For the majority of my life, I struggled with odd sensations and compulsions, but only three years ago, did I really acknowledge that I had OCD. Sure, it ran in the family, and what I was experiencing couldn’t have been normal. And yes, I also suffered from more common symptoms, like feeling the need to have things feel even. But my primary obsessions, which I still struggle with today to a reduced extent, were unlike anything I had ever heard or read about in the mental illness community. I suffer from a unique manifestation of OCD called sensorimotor, or hyper-awareness OCD, which involves awareness of bodily processes. I will not go into great detail, but essentially, I have fears attached to the feelings and frequency of my swallowing, blinking, etc.

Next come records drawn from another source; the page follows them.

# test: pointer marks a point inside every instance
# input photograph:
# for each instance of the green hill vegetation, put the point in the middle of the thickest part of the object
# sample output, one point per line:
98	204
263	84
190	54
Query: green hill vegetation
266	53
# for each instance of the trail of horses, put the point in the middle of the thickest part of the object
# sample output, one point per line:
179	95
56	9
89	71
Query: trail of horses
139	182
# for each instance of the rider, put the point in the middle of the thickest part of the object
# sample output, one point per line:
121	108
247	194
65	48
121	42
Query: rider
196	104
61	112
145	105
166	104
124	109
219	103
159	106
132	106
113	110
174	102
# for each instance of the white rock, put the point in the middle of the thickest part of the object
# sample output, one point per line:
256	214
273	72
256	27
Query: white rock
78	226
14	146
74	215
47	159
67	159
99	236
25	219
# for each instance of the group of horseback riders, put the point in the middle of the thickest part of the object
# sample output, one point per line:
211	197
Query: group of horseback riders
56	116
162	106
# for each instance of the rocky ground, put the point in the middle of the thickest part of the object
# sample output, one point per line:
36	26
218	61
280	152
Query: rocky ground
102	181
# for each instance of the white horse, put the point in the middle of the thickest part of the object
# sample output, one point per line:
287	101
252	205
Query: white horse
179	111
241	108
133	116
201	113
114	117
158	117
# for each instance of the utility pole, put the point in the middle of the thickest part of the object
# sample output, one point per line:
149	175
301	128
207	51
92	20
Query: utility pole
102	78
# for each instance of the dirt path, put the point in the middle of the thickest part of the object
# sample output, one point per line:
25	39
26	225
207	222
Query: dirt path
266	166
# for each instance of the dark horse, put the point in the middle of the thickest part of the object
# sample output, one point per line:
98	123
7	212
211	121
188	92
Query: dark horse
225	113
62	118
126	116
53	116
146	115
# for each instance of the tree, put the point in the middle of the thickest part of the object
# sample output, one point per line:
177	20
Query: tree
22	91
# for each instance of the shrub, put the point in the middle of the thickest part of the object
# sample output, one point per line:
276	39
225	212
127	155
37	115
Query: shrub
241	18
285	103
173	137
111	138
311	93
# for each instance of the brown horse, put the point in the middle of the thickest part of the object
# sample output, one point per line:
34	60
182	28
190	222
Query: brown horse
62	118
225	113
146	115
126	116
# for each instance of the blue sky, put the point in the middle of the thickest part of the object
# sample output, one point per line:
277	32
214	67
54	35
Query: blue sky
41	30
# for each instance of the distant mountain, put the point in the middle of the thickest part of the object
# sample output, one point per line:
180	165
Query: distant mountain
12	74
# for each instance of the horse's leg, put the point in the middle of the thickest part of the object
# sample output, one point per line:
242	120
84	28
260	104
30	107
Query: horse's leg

Most people can’t tell that I have OCD, because I come across as confident and at ease for the most part. Therefore, they wouldn’t imagine that this was the type of issue I deal with on a constant basis. So why did I bring my disability up, to receive pity? Not primarily, because I have already found strategies for dealing with it which have helped. Rather, my reason for writing this post is to encourage patience and empathy, as at first glance you never know what an individual may be going through. Even within the mental illness community, we often associate certain afflictions with behavioral expectations, and base our analysis of its severity off of those interpretations. Instead, we should use a more constructive approach to recognize every case individually in working toward recovery.
Despite the pain OCD has caused in my life, it has been beneficial in at least one way: it put a chip on my shoulder. I have been blessed in most areas of life, and if it weren’t for my mental illness, it would be easy to become complacent. Because of it, however, I have learned not to take the good things in my life for granted. Moreover, it has motivated me to work harder to compensate for my disability. As I make efforts to eliminate OCD, I will become more grateful and hardworking than I would have been, giving me a greater capacity to get more out of life.